Defunct tennis tournament
- Founded: 1881; 144 years ago
- Abolished: 1930; 95 years ago
- Location: Bridlington, East Riding, Yorkshire, England
- Venue: Bridlington and Quay Cricket and Lawn Tennis Ground, Beaconsfield Tennis Courts

= Bridlington Lawn Tennis Tournament =

The Bridlington Lawn Tennis Tournament was an open outdoor grass court men's and women's tennis tournament founded in 1881 as the Bridlington Quay Lawn Tennis Tournament at Bridlington, East Riding, Yorkshire, England. This open annual event was held until at least 1930.

==History==
The Bridlington Quay Lawn Tennis Tournament was an outdoor grass court men's tennis tournament founded in 1881 at Bridlington, East Riding, Yorkshire, England. This open tournament featured players afficlaited the Yorkshire Tennis Association, but also players from other British clubs.
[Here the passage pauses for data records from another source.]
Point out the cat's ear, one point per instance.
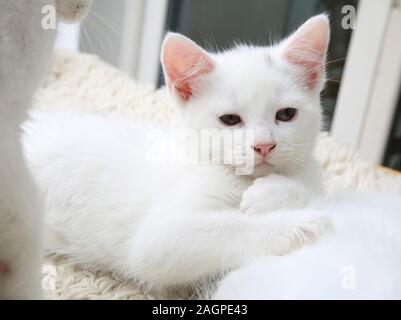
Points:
(307, 49)
(185, 65)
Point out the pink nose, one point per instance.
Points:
(264, 149)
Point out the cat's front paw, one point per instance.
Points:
(272, 193)
(299, 230)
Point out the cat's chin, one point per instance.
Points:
(262, 169)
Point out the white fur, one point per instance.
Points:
(109, 206)
(25, 49)
(361, 260)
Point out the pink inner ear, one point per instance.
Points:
(307, 49)
(184, 64)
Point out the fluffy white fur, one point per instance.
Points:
(361, 260)
(25, 49)
(110, 207)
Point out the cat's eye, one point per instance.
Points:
(286, 114)
(230, 119)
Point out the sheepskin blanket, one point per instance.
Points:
(83, 83)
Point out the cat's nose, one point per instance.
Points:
(264, 149)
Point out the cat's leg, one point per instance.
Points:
(20, 225)
(275, 192)
(172, 249)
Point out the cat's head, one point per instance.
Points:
(274, 92)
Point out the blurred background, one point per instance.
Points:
(362, 99)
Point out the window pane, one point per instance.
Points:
(217, 24)
(392, 158)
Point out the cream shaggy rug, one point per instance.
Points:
(83, 83)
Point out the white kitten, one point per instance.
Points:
(360, 261)
(110, 206)
(25, 49)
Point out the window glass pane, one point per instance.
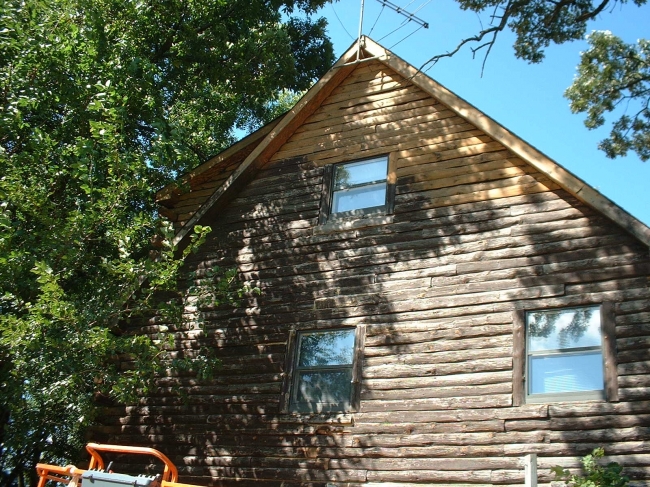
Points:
(359, 197)
(354, 173)
(332, 386)
(562, 329)
(326, 348)
(566, 373)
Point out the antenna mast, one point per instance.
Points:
(360, 28)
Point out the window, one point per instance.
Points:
(357, 188)
(568, 354)
(324, 371)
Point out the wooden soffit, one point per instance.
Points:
(277, 133)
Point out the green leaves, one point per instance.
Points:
(615, 77)
(594, 474)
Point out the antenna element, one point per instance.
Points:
(401, 11)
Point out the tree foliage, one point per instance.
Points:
(594, 474)
(103, 102)
(610, 73)
(615, 75)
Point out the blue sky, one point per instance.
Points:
(525, 98)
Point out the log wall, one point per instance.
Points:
(476, 233)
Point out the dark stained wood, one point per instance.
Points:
(518, 357)
(436, 291)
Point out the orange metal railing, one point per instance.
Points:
(71, 474)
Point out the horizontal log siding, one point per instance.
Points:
(476, 234)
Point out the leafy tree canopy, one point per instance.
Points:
(611, 74)
(102, 102)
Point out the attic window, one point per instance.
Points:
(356, 189)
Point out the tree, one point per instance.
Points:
(611, 73)
(101, 103)
(594, 474)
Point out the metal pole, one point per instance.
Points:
(530, 470)
(360, 28)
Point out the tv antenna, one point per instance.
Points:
(386, 3)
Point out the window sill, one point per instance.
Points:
(591, 396)
(353, 224)
(317, 418)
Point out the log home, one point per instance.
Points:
(438, 299)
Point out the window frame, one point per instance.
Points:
(609, 392)
(327, 195)
(291, 375)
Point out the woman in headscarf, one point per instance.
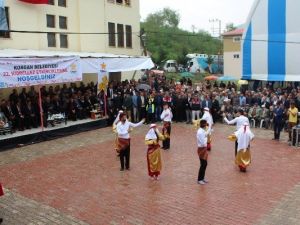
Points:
(117, 120)
(1, 194)
(153, 153)
(243, 136)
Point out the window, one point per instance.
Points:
(62, 3)
(64, 41)
(6, 34)
(120, 31)
(63, 22)
(111, 34)
(127, 2)
(128, 36)
(51, 21)
(236, 39)
(51, 40)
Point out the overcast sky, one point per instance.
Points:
(198, 12)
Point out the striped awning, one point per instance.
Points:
(271, 41)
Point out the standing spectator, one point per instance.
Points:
(215, 108)
(265, 115)
(150, 108)
(278, 120)
(180, 108)
(242, 102)
(143, 105)
(127, 105)
(206, 103)
(158, 101)
(23, 96)
(202, 151)
(188, 108)
(196, 107)
(14, 97)
(293, 118)
(136, 105)
(255, 113)
(17, 111)
(167, 99)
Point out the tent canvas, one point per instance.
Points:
(271, 42)
(90, 62)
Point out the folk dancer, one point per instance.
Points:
(208, 117)
(243, 137)
(114, 127)
(153, 153)
(166, 117)
(1, 194)
(239, 121)
(202, 134)
(123, 129)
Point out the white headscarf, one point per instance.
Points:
(244, 137)
(151, 135)
(118, 118)
(207, 116)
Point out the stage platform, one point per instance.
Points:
(36, 135)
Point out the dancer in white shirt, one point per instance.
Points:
(202, 134)
(207, 116)
(153, 153)
(243, 137)
(166, 117)
(239, 121)
(123, 129)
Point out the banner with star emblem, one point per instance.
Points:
(21, 72)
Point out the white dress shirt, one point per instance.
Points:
(202, 137)
(207, 116)
(123, 128)
(166, 115)
(239, 121)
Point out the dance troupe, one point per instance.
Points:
(242, 137)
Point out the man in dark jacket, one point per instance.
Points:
(278, 120)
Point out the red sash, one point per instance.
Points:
(1, 190)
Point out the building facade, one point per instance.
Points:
(232, 53)
(105, 26)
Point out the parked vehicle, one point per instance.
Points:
(170, 66)
(201, 63)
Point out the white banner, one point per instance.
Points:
(90, 65)
(19, 72)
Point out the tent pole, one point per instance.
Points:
(41, 108)
(105, 105)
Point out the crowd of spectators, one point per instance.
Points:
(187, 101)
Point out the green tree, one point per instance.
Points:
(165, 40)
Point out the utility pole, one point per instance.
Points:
(217, 30)
(143, 41)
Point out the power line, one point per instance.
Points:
(205, 38)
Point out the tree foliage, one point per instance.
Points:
(165, 40)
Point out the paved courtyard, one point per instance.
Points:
(76, 180)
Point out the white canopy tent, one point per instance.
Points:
(90, 61)
(271, 41)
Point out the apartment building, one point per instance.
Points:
(232, 53)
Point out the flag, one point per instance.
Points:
(35, 1)
(102, 79)
(3, 21)
(1, 3)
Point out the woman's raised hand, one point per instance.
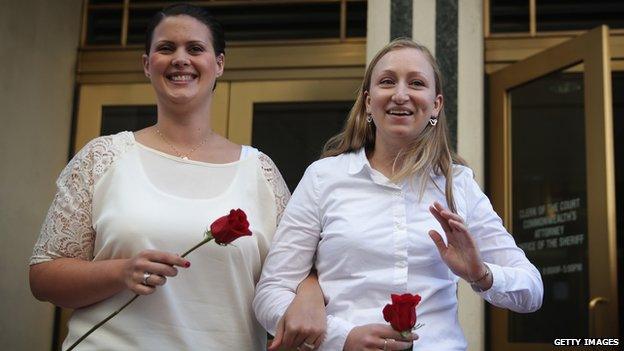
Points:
(460, 253)
(376, 337)
(149, 269)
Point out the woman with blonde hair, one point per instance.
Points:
(390, 209)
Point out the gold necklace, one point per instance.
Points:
(176, 151)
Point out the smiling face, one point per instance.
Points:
(182, 64)
(402, 96)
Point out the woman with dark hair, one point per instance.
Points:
(127, 204)
(390, 209)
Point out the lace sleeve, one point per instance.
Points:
(67, 230)
(274, 177)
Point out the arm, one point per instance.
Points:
(76, 283)
(290, 260)
(480, 250)
(304, 321)
(516, 282)
(62, 270)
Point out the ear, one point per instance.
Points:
(220, 64)
(437, 105)
(145, 61)
(367, 101)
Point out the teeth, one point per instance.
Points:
(399, 112)
(182, 78)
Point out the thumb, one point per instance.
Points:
(279, 335)
(438, 241)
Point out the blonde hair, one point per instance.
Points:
(428, 153)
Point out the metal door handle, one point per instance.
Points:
(592, 313)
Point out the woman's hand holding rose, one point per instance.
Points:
(158, 264)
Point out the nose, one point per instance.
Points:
(180, 59)
(400, 95)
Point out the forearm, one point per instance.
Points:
(311, 290)
(75, 283)
(519, 288)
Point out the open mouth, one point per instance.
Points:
(181, 77)
(399, 112)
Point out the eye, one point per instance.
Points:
(164, 48)
(386, 81)
(196, 49)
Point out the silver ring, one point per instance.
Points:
(146, 276)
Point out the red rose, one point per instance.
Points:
(231, 227)
(401, 313)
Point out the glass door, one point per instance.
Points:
(111, 108)
(552, 181)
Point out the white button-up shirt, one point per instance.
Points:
(368, 238)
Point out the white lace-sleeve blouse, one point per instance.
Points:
(368, 238)
(117, 197)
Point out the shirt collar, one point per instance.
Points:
(358, 161)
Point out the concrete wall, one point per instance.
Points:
(37, 63)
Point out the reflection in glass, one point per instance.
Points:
(132, 118)
(293, 134)
(549, 202)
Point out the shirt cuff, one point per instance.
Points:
(337, 332)
(498, 282)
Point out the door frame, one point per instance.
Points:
(592, 50)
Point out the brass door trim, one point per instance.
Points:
(591, 49)
(247, 93)
(503, 51)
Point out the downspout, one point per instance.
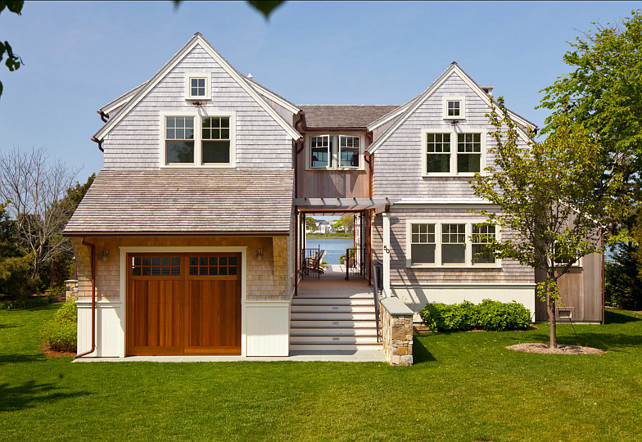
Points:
(99, 142)
(93, 298)
(604, 275)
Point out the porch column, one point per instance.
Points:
(386, 253)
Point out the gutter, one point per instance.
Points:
(93, 299)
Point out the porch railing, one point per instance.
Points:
(354, 261)
(311, 263)
(377, 286)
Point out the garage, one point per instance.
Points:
(183, 304)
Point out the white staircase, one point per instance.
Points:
(334, 320)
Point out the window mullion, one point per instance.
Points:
(438, 244)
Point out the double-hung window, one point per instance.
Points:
(321, 151)
(450, 244)
(340, 151)
(348, 151)
(198, 140)
(445, 158)
(198, 86)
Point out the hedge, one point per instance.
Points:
(489, 315)
(59, 334)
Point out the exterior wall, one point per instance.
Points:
(418, 286)
(580, 290)
(268, 279)
(398, 162)
(260, 142)
(268, 290)
(330, 183)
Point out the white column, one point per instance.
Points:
(386, 252)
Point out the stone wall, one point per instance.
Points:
(268, 278)
(396, 327)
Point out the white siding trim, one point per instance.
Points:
(453, 68)
(171, 64)
(193, 249)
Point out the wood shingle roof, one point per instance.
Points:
(185, 202)
(343, 116)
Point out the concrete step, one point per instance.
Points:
(335, 347)
(333, 340)
(333, 323)
(333, 331)
(333, 309)
(332, 301)
(331, 316)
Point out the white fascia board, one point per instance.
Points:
(272, 96)
(245, 84)
(171, 64)
(415, 105)
(426, 94)
(120, 101)
(149, 85)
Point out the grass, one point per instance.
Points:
(464, 386)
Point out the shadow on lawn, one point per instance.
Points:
(420, 353)
(31, 394)
(16, 359)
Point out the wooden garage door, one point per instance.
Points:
(183, 304)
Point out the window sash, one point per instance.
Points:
(349, 150)
(450, 243)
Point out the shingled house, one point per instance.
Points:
(191, 239)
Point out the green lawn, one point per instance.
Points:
(464, 386)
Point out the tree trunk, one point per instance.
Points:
(550, 307)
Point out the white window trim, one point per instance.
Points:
(468, 263)
(453, 150)
(462, 108)
(198, 115)
(335, 150)
(208, 85)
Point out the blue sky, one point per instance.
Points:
(80, 55)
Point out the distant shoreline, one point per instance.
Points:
(329, 235)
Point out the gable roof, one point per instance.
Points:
(185, 202)
(343, 116)
(413, 104)
(138, 94)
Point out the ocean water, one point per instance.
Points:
(334, 247)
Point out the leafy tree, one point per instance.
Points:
(37, 192)
(346, 222)
(553, 202)
(12, 62)
(603, 93)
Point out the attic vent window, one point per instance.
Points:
(197, 86)
(454, 108)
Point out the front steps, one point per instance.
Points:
(338, 320)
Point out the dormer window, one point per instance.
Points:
(340, 151)
(198, 86)
(454, 108)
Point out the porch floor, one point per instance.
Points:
(295, 355)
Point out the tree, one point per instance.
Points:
(37, 193)
(346, 222)
(553, 201)
(603, 93)
(12, 62)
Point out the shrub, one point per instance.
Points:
(59, 334)
(489, 315)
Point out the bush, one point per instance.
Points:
(34, 301)
(59, 334)
(489, 315)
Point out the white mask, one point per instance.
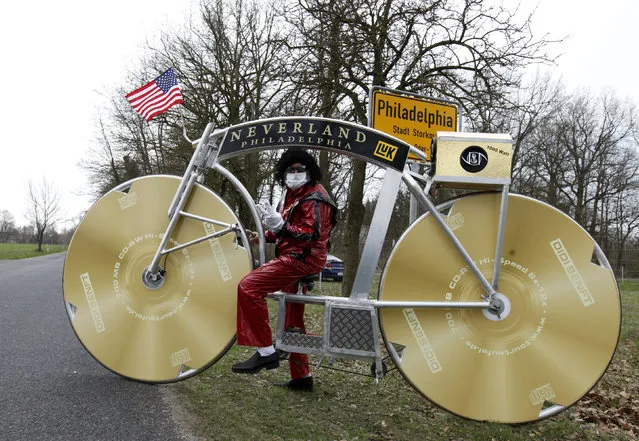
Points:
(296, 180)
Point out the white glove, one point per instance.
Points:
(271, 219)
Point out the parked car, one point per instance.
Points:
(333, 269)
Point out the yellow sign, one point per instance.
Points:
(413, 119)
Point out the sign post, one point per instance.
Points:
(412, 118)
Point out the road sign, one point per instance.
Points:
(412, 118)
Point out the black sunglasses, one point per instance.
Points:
(298, 169)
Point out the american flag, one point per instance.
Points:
(156, 97)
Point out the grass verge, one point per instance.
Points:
(10, 251)
(351, 407)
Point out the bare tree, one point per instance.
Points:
(44, 208)
(464, 50)
(7, 224)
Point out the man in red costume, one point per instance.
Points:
(300, 227)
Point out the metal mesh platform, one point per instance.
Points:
(351, 329)
(296, 339)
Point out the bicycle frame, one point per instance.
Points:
(340, 137)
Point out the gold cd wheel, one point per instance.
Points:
(179, 327)
(556, 330)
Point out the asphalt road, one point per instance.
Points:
(50, 386)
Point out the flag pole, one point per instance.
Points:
(184, 126)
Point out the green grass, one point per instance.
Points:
(26, 250)
(227, 406)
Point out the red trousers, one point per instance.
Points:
(253, 328)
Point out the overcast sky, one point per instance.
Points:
(59, 56)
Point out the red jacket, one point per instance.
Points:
(309, 216)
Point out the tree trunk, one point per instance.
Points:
(354, 220)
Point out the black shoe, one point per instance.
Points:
(256, 363)
(303, 384)
(281, 355)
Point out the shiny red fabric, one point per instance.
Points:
(301, 250)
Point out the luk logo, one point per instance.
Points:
(180, 357)
(385, 151)
(473, 159)
(541, 394)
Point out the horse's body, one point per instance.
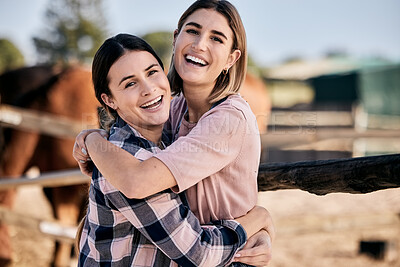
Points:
(69, 94)
(255, 93)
The tournament was originally organised by the Bridlington and Quay Cricket and Lawn Tennis Club till around the 1890s, at some point prior to 1919 it was the organised by the St John's Avenue Tennis Club, then later the Bessingby Road Lawn Tennis Club. This open annual event was later held at the Beaconsfield Tennis Courts and ran until at least 1930.

==Venue==
The original venue for the tournament was the Bridlington and Quay Cricket and Lawn Tennis Ground. However records of original club, appear not to have survived. Records currently held by the modern day club, indicate in the club minutes a change in name from St John's Avenue Tennis Club to Bessingby Road Lawn Tennis Club shortly after the World War 1, on 12 April 1919. In 1950 the name was changed again to The Bridlington Lawn Tennis Club. The club is still operating today.